Finally, this adoption of the RIA represents an important academic exercise where theory and practice are put side by side to support WWS as a driver of governance in the decision-making process, thus improving regulatory principles at the administrative level and requiring government accountability.
To measure the impact assessment of household connections, the article implements the RIA framework as a policy tool to improve regulatory decision making in practice. A focus group comprised of individuals who represented the stakeholders involved in the process was brought together to participate in the discussion. The MCDA was used as an assessment method to support our analysis. Figure 1 and Appendix 1 (available with the online version of this paper) present the details of the RIA framework.
First, the authors examined the status quo of a small group of cities, namely, Belo Horizonte, Betim, Contagem and Ribeirão das Neves (hereafter, BBCR), of which approximately 3.85 million people have wastewater system coverage (Instituto Trata Brasil 2015). Moreover, the gap regarding non-connected households exceeds 365,000 inhabitants.

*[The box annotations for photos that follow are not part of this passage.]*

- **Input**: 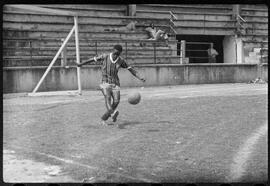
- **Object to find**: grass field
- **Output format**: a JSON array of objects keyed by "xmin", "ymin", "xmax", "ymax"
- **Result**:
[{"xmin": 3, "ymin": 84, "xmax": 268, "ymax": 183}]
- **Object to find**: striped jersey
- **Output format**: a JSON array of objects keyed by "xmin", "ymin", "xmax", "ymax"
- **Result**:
[{"xmin": 96, "ymin": 53, "xmax": 131, "ymax": 86}]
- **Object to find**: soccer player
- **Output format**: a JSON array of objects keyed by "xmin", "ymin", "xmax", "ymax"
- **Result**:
[{"xmin": 77, "ymin": 45, "xmax": 145, "ymax": 125}]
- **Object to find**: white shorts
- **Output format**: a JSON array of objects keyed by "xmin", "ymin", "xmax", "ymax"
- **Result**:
[{"xmin": 99, "ymin": 83, "xmax": 120, "ymax": 91}]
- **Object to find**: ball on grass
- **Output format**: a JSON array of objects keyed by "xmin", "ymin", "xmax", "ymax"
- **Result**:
[{"xmin": 128, "ymin": 92, "xmax": 141, "ymax": 105}]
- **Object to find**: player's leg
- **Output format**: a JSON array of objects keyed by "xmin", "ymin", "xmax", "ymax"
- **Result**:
[
  {"xmin": 101, "ymin": 85, "xmax": 114, "ymax": 121},
  {"xmin": 155, "ymin": 30, "xmax": 164, "ymax": 40},
  {"xmin": 112, "ymin": 86, "xmax": 120, "ymax": 122}
]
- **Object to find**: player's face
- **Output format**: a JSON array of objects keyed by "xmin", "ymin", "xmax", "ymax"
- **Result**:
[{"xmin": 113, "ymin": 49, "xmax": 121, "ymax": 57}]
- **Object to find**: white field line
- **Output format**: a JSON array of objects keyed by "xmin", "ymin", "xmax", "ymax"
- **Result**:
[
  {"xmin": 228, "ymin": 122, "xmax": 268, "ymax": 182},
  {"xmin": 4, "ymin": 86, "xmax": 267, "ymax": 105},
  {"xmin": 144, "ymin": 88, "xmax": 267, "ymax": 97},
  {"xmin": 6, "ymin": 146, "xmax": 153, "ymax": 182}
]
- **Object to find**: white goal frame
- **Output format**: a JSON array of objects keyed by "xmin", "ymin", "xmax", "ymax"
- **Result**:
[{"xmin": 5, "ymin": 5, "xmax": 82, "ymax": 96}]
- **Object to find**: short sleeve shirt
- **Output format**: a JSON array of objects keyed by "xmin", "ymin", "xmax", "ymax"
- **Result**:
[{"xmin": 97, "ymin": 53, "xmax": 130, "ymax": 86}]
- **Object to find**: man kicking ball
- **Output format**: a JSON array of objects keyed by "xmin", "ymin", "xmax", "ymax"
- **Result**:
[{"xmin": 77, "ymin": 45, "xmax": 145, "ymax": 125}]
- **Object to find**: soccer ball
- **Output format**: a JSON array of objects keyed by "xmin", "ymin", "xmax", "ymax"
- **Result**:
[{"xmin": 128, "ymin": 92, "xmax": 141, "ymax": 105}]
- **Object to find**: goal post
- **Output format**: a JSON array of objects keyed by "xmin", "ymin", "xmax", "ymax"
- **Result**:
[{"xmin": 5, "ymin": 5, "xmax": 82, "ymax": 96}]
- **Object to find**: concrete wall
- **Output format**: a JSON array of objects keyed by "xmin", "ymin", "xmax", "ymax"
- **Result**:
[{"xmin": 3, "ymin": 64, "xmax": 268, "ymax": 93}]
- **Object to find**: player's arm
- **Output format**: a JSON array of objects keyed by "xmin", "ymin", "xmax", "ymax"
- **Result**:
[
  {"xmin": 127, "ymin": 66, "xmax": 145, "ymax": 82},
  {"xmin": 121, "ymin": 60, "xmax": 145, "ymax": 82},
  {"xmin": 77, "ymin": 55, "xmax": 103, "ymax": 67}
]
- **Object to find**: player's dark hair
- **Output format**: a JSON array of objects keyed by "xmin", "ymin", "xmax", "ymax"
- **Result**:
[{"xmin": 113, "ymin": 45, "xmax": 122, "ymax": 52}]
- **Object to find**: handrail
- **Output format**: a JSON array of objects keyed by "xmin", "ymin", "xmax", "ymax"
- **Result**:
[
  {"xmin": 5, "ymin": 4, "xmax": 79, "ymax": 16},
  {"xmin": 237, "ymin": 14, "xmax": 247, "ymax": 23},
  {"xmin": 169, "ymin": 11, "xmax": 178, "ymax": 20}
]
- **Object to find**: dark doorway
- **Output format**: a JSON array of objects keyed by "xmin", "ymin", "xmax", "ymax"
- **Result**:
[{"xmin": 176, "ymin": 35, "xmax": 224, "ymax": 63}]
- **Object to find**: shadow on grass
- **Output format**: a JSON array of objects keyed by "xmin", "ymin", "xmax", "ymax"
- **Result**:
[{"xmin": 118, "ymin": 121, "xmax": 172, "ymax": 129}]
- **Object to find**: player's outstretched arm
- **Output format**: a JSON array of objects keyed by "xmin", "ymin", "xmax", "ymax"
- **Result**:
[
  {"xmin": 128, "ymin": 67, "xmax": 145, "ymax": 82},
  {"xmin": 77, "ymin": 56, "xmax": 102, "ymax": 67}
]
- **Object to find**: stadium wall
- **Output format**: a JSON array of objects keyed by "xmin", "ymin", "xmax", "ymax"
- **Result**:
[{"xmin": 3, "ymin": 64, "xmax": 268, "ymax": 93}]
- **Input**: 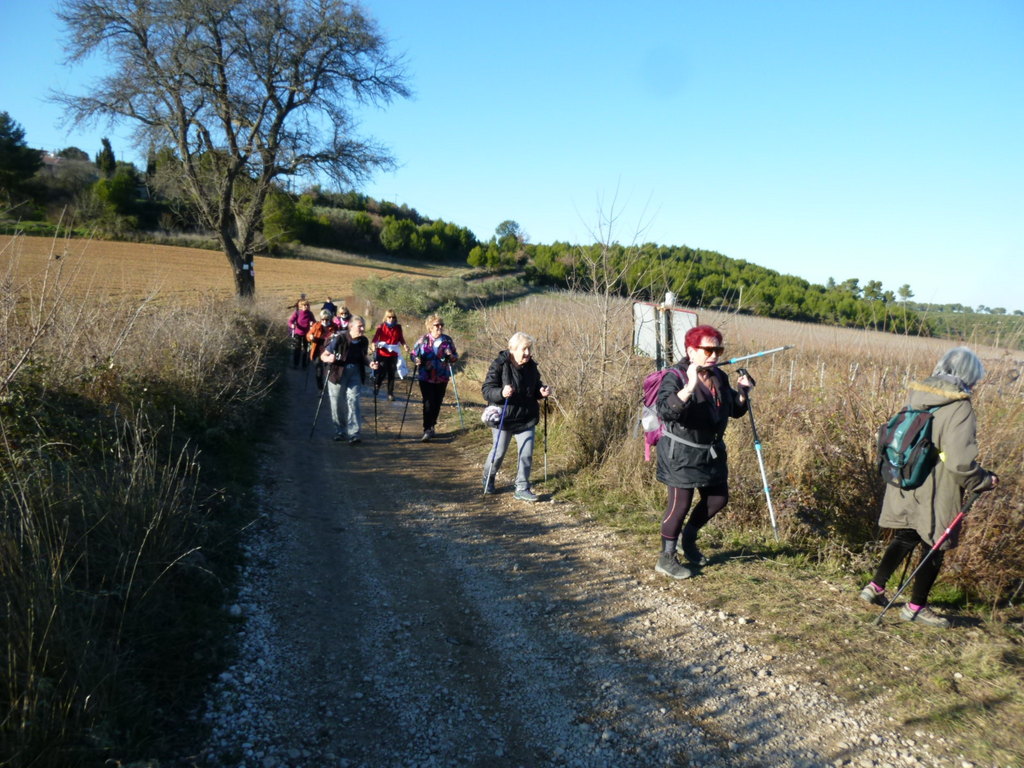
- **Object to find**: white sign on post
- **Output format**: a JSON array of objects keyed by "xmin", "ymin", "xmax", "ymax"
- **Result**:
[{"xmin": 633, "ymin": 293, "xmax": 697, "ymax": 369}]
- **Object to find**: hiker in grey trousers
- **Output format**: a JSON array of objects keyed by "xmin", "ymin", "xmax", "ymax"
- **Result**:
[{"xmin": 480, "ymin": 333, "xmax": 551, "ymax": 502}]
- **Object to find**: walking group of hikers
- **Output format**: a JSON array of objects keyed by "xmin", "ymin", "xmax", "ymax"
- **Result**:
[
  {"xmin": 289, "ymin": 299, "xmax": 998, "ymax": 627},
  {"xmin": 288, "ymin": 296, "xmax": 552, "ymax": 502}
]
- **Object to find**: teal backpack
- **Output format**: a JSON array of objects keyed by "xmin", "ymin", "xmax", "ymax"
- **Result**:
[{"xmin": 878, "ymin": 407, "xmax": 939, "ymax": 490}]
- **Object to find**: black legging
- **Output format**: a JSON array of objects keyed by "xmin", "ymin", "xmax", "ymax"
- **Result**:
[
  {"xmin": 662, "ymin": 482, "xmax": 729, "ymax": 541},
  {"xmin": 374, "ymin": 354, "xmax": 398, "ymax": 394},
  {"xmin": 871, "ymin": 528, "xmax": 945, "ymax": 605},
  {"xmin": 420, "ymin": 379, "xmax": 447, "ymax": 432},
  {"xmin": 292, "ymin": 334, "xmax": 309, "ymax": 368}
]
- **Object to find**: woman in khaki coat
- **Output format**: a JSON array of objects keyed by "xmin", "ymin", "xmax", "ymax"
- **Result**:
[{"xmin": 860, "ymin": 347, "xmax": 998, "ymax": 627}]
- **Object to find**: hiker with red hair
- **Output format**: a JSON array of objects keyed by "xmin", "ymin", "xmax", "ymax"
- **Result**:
[{"xmin": 654, "ymin": 326, "xmax": 754, "ymax": 579}]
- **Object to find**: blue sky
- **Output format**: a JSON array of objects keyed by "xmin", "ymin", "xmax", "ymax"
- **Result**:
[{"xmin": 0, "ymin": 0, "xmax": 1024, "ymax": 310}]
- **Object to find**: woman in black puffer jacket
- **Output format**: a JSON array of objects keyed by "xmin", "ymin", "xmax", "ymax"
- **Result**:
[{"xmin": 481, "ymin": 333, "xmax": 551, "ymax": 502}]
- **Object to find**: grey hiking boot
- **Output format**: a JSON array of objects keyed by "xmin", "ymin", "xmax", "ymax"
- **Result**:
[
  {"xmin": 899, "ymin": 605, "xmax": 949, "ymax": 630},
  {"xmin": 857, "ymin": 584, "xmax": 889, "ymax": 605},
  {"xmin": 679, "ymin": 525, "xmax": 708, "ymax": 565},
  {"xmin": 654, "ymin": 552, "xmax": 693, "ymax": 579}
]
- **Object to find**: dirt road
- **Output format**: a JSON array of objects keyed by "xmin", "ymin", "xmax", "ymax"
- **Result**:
[{"xmin": 194, "ymin": 371, "xmax": 962, "ymax": 768}]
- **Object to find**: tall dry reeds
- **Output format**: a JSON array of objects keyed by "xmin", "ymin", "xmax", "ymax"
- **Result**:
[
  {"xmin": 0, "ymin": 239, "xmax": 280, "ymax": 767},
  {"xmin": 483, "ymin": 294, "xmax": 1024, "ymax": 603}
]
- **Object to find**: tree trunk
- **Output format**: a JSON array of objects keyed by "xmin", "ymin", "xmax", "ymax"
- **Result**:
[{"xmin": 220, "ymin": 232, "xmax": 256, "ymax": 301}]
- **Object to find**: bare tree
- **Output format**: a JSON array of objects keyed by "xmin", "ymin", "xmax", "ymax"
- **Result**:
[
  {"xmin": 54, "ymin": 0, "xmax": 409, "ymax": 298},
  {"xmin": 569, "ymin": 189, "xmax": 668, "ymax": 392}
]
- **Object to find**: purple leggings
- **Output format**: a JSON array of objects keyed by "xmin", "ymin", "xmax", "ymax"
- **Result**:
[{"xmin": 662, "ymin": 482, "xmax": 729, "ymax": 541}]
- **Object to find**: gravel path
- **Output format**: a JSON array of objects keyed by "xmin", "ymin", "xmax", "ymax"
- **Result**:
[{"xmin": 193, "ymin": 372, "xmax": 971, "ymax": 768}]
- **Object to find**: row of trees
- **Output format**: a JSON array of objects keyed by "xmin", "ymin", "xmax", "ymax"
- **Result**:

For all hypothetical alternatives, the authors considered that the deployment cycle will occur within seven years (2016 to 2023). To implement the MCDA modeling method, the core of the RIA framework, some criteria were required. The authors, supported by the ARSAE, detailed the objectives for protecting customers' interests, safeguarding the economic sustainability and protecting the environment in five criteria and descriptors. The focus group identified three dimensions of the analysis; namely, (i) social, (ii) economic and (iii) environmental. Alternatives and details of the proposed objectives are available in Appendix 1.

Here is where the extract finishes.